/sdl-examples

Examples for Smart Data Lake

Primary LanguageScalaGNU General Public License v3.0GPL-3.0

Smart Data Lake Examples

Examples

Currently implemented example feeds (the name is used to substitute <example> - see below) in samples.conf:

  • custom-my-df2csv: Write a custom DataFrame to CSV
  • ab-csv: Read file from CSV and write contents to CSV.
  • ab-parquet-hive: Read file from CSV, write contents to Parquet, then write contents to Hive in a second Action.
  • ab-excel: Read file from CSV and write contents to Excel file.
  • ab-jdbc: Read file from CSV, reduce columns with custom transformation and write contents to JDBC. In a second Action read data from JDBC and write it back to CSV.
  • ab-sql-transform: Read file from CSV and transform one input/output with SQL statement.
  • ab-sql-multi-transform: Read file from CSV and transform one input to multiple outputs with SQL statement.
  • ab-python-transform: Read file from CSV and transform with python pyspark code. This is commented out by default. See notes below for setting up python environment.
  • custom-rating-csv: Write a custom DataFrame to two different CSV files. Then read both CSV files in a CustomSparkAction with aggregation logic.

The following reporting feeds which work with the metadata of the example feeds in reporting.conf:

  • export-metadata: Writes metadata of DataObjects and Actions to CSV
  • check-constraints: Writes PK violations for tables with primary key defined to CSV

Run with Maven

  1. Set the following environment variable: HADOOP_HOME=/path/to/hadoop (see https://github.com/smart-data-lake/smart-data-lake).
  2. Change to the examples project (io.smartdatalake:sdl-examples).
  3. Execute all examples: mvn clean verify

Note: To execute a single example:

 mvn clean package exec:exec -Dexec.executable="java" -Dexec.args="-classpath %classpath io.smartdatalake.app.LocalSmartDataLakeBuilder --feed-sel <regex-pattern> --config <path-to-projectdir>/src/main/resources" -Dexec.workingdir="target"

(requires Maven 3.3.1 or later)

Run Example (IntelliJ on Windows)

  1. Ensure, that the directory src/main/resources is configured as a resource directory in IntelliJ (File - Project Structure - Modules).

    It contains the global.conf, samples.conf and reports.conf configuration files that defines the example feeds.

  2. Configure and run the following run configuration in IntelliJ IDEA:

    • Main class: io.smartdatalake.app.LocalSmartDataLakeBuilder
    • Program arguments: --feed-sel <regex-feedname-selector> --config $ProjectFileDir$/src/main/resources
    • Working directory: /path/to/sdl-examples/target or just target
    • Environment variables:

Programmatic Access to Data Objects (e.g. Notebooks)

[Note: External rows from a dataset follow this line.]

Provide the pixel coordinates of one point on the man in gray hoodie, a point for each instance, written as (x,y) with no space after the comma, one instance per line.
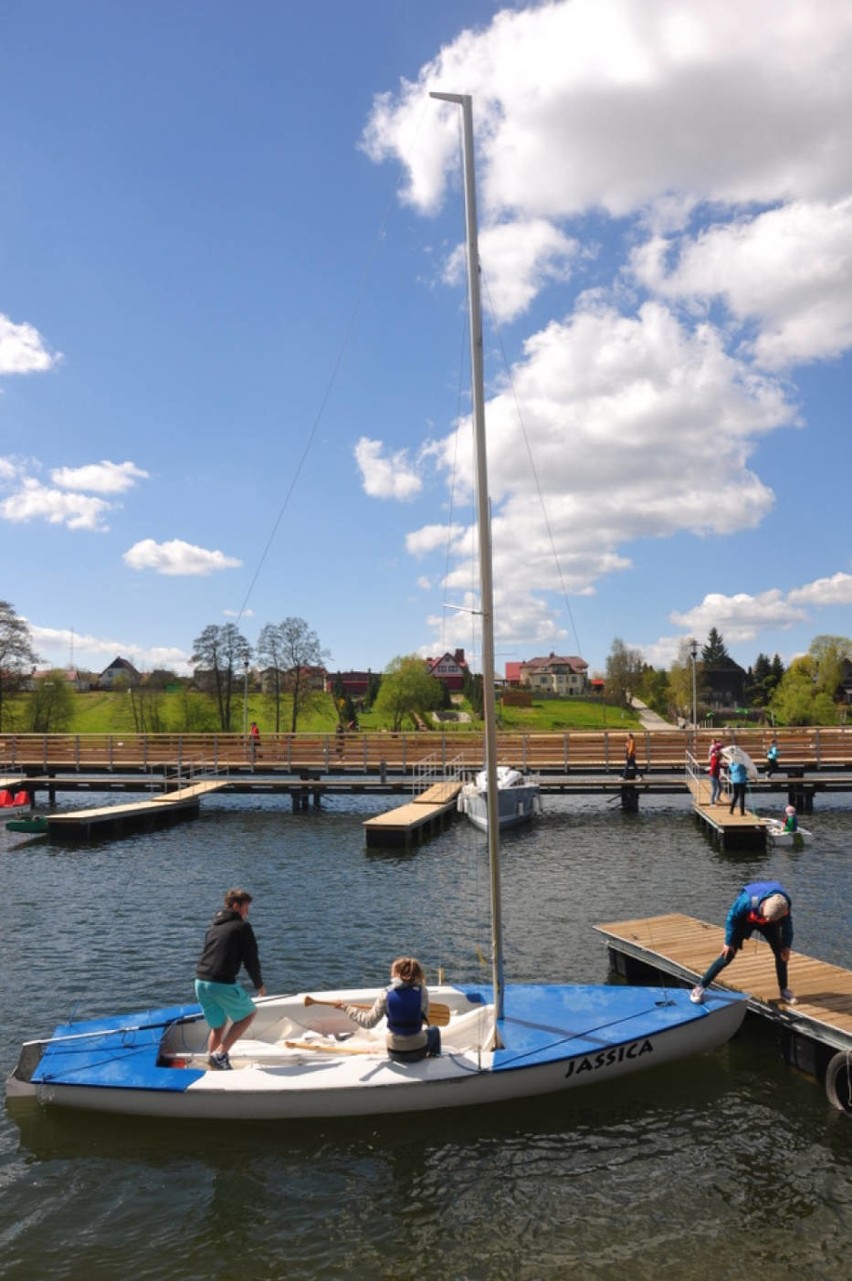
(229,944)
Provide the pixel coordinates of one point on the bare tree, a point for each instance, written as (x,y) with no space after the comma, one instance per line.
(290,648)
(16,650)
(221,652)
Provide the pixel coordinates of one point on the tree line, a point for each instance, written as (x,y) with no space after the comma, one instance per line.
(807,692)
(226,666)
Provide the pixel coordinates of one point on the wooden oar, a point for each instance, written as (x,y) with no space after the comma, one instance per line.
(438,1012)
(336,1049)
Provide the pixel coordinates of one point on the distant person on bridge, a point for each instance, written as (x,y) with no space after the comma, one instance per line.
(738,775)
(762,906)
(630,767)
(714,770)
(229,944)
(771,758)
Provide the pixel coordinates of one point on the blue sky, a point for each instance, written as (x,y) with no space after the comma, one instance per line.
(233,381)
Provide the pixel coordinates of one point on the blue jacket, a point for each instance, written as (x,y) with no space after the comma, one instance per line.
(404,1010)
(739,924)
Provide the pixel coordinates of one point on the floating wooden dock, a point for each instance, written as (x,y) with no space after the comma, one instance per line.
(141,815)
(729,830)
(418,819)
(816,1030)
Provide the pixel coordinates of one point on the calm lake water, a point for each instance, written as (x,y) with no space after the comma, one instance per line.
(721,1166)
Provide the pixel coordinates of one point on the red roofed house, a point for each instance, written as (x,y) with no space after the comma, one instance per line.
(450,668)
(560,677)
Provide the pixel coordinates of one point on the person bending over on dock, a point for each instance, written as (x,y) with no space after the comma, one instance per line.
(229,944)
(762,906)
(406,1004)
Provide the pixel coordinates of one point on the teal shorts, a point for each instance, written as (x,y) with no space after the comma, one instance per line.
(223,1001)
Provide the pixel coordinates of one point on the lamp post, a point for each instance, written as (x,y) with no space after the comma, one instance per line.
(693,651)
(245,698)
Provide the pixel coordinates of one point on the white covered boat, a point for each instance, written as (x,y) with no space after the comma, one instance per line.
(518,798)
(792,839)
(306,1058)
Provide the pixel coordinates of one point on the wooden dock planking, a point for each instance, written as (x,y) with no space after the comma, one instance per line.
(742,829)
(411,820)
(684,947)
(137,812)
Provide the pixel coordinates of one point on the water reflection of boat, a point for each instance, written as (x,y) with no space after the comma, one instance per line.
(305,1058)
(518,798)
(792,839)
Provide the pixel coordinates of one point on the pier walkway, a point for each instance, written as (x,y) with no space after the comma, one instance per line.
(816,1030)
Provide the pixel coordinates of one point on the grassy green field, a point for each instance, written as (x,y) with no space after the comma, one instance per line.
(101,712)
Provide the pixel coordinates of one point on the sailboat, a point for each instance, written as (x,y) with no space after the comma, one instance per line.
(305,1058)
(518,798)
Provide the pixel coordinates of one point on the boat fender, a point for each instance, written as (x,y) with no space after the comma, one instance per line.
(838,1081)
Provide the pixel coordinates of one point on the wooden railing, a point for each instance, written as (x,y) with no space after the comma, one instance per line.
(572,751)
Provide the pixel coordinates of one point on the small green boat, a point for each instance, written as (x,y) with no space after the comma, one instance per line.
(32,823)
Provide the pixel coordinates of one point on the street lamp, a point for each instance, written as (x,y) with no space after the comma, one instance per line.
(245,698)
(693,651)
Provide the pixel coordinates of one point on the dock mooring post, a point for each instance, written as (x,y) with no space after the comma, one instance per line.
(629,794)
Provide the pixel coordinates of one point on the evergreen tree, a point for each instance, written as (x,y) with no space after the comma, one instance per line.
(714,652)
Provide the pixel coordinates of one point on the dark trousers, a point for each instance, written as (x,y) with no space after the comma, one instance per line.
(771,931)
(431,1049)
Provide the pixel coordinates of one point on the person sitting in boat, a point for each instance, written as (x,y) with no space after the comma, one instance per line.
(406,1004)
(229,944)
(762,906)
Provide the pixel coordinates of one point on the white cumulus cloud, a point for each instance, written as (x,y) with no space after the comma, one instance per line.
(23,350)
(99,477)
(386,475)
(177,559)
(33,501)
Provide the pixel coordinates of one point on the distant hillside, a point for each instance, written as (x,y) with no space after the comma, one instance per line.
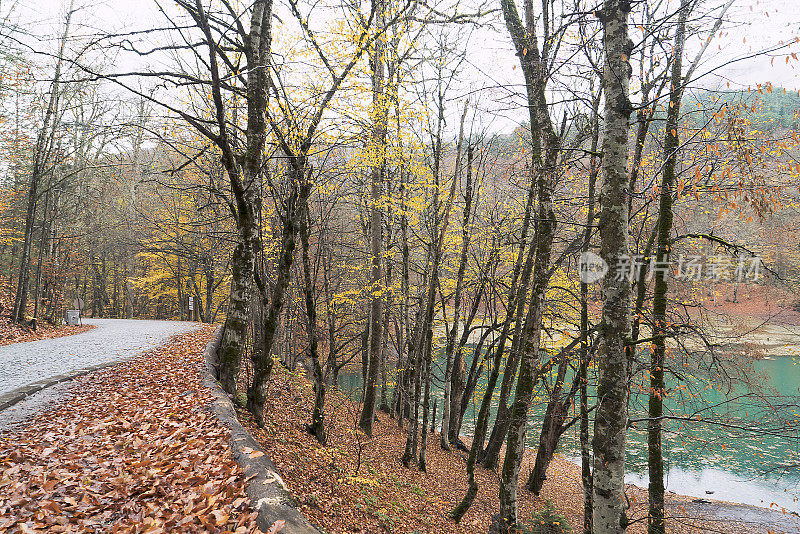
(775,107)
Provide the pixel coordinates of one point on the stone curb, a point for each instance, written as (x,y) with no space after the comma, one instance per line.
(7,400)
(266,490)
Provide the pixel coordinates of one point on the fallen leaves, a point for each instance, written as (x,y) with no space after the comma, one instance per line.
(134,450)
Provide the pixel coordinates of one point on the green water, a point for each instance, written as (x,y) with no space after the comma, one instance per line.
(703,460)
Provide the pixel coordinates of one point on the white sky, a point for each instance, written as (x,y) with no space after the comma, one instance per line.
(753,26)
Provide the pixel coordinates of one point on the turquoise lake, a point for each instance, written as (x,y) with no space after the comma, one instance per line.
(703,460)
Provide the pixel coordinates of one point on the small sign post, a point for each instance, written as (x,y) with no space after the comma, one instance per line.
(78,305)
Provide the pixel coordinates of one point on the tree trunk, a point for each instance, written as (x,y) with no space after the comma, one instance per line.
(611,418)
(317,426)
(655,460)
(376,290)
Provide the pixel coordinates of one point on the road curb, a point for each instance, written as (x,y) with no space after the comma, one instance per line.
(7,400)
(267,492)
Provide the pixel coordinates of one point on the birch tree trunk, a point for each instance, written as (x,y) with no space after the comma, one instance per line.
(378,142)
(608,515)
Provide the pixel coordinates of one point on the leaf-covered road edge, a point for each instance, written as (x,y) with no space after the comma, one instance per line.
(133,448)
(267,492)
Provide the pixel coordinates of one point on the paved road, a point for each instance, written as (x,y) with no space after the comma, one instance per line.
(112,339)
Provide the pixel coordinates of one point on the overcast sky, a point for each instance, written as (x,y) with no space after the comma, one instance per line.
(752,26)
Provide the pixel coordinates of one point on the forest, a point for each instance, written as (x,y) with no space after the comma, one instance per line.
(539,259)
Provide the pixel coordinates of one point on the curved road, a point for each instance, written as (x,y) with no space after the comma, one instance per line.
(112,340)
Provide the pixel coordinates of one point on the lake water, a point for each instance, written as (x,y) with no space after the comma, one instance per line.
(701,458)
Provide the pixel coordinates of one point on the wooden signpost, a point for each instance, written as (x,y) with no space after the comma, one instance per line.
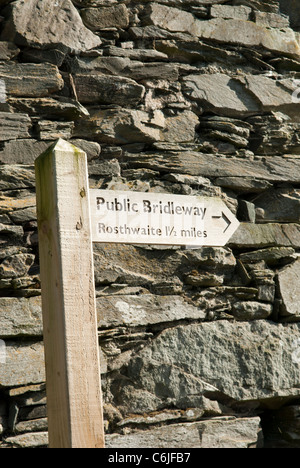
(68,299)
(70,218)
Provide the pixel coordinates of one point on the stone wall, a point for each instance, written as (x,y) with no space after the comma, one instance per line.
(199,348)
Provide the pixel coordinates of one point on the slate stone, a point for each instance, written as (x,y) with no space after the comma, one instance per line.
(220,357)
(24,364)
(216,433)
(13,126)
(108,90)
(288,283)
(20,317)
(115,16)
(30,80)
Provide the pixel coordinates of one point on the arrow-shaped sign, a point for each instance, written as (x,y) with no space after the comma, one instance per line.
(155,218)
(228,222)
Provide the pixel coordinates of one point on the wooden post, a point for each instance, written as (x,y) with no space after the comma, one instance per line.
(74,401)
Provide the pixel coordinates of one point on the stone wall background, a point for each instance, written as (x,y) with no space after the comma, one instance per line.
(199,348)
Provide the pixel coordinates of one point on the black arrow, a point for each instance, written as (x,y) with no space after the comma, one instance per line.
(228,222)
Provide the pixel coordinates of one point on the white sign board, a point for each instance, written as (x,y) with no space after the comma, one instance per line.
(156,218)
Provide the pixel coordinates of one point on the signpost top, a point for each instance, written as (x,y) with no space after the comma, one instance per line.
(156,218)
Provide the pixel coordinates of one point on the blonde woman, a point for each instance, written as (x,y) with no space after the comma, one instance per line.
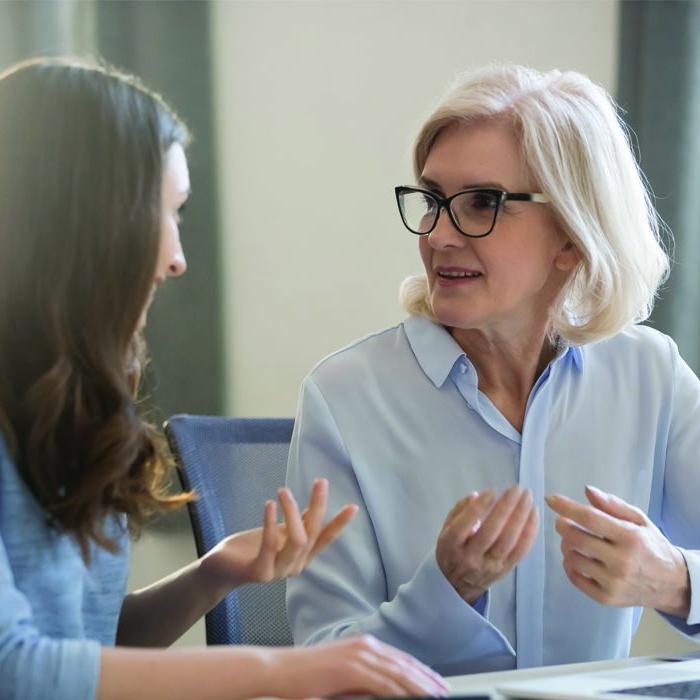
(521,374)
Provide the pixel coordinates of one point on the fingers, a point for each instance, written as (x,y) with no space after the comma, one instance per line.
(512,530)
(287,558)
(527,539)
(313,515)
(615,506)
(576,539)
(413,677)
(588,517)
(269,540)
(459,506)
(498,519)
(465,516)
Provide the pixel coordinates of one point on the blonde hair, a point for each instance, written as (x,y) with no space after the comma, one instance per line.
(579,153)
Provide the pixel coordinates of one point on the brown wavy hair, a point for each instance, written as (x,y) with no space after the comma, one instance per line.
(81,158)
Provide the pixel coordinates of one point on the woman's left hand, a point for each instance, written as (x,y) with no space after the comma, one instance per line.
(277,550)
(617,556)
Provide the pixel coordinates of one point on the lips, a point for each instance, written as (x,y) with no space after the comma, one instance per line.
(456,273)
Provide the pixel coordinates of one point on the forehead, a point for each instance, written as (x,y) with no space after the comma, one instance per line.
(486,152)
(176,176)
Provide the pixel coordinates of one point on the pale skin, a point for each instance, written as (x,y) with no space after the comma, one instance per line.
(617,556)
(501,320)
(158,615)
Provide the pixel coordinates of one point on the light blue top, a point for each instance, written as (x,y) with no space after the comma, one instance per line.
(55,611)
(397,424)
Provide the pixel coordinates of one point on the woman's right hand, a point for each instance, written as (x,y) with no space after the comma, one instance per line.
(354,666)
(482,539)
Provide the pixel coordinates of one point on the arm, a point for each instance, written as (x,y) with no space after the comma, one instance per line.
(161,613)
(69,668)
(362,665)
(36,667)
(680,516)
(614,553)
(344,590)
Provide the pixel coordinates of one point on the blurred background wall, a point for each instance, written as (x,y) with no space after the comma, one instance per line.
(304,114)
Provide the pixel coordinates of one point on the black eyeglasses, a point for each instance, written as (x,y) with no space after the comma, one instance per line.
(473,212)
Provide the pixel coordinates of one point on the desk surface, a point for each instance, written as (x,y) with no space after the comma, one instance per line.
(485,683)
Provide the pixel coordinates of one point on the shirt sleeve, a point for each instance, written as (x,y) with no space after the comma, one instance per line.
(680,515)
(36,667)
(343,592)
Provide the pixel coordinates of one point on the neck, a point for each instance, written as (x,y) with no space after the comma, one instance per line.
(507,365)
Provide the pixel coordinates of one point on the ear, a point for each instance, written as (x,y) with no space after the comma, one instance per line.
(568,257)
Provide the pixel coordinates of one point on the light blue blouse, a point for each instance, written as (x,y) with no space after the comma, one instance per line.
(397,424)
(55,611)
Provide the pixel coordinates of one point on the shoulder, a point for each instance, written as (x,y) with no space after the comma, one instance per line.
(637,341)
(638,350)
(371,353)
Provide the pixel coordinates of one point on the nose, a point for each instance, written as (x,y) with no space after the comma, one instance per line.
(445,234)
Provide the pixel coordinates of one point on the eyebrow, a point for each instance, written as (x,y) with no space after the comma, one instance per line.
(431,184)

To programmatically access DataObjects for testing the config or interactive exploration in Notebooks, see ProgrammaticAccessDemo

Run Python PySpark example feed

To run feed ab-python-transform you need to install Python and PySpark. In IntelliJ this can be achieved by the following steps:

  1. Download and install python version 3.7. Note that version 3.8 only works from spark 3.0 (SPARK-29536).
  2. Install IntelliJ Python plugin.
  3. Configure additional Python SDK as "Virtualenv Environment" in "Project Structure". Install to directory /venv.
  4. Configure additional Module "Python Interpreter" module in "Project Structure".
  5. Open requirements.txt in project root dir. IntelliJ should now download and install python packages to virtualenv.
  6. Make sure your "Run Configuration" has set environment variable "PYTHONPATH" to "/venv/Lib/site-packages" (assuming virtualenv is installed to /venv).
  7. Make sure your "Run Configuration" has extended environment variable "PATH" to "/venv/Scripts;$PATH$" in order to use the right Python binary version.

Now you should be able to run feed ab-python-transform. Note that if there are problems with the python transform there is an PythonTransformationException thrown, but the real python execution error is written some lines above in the logs/stdout.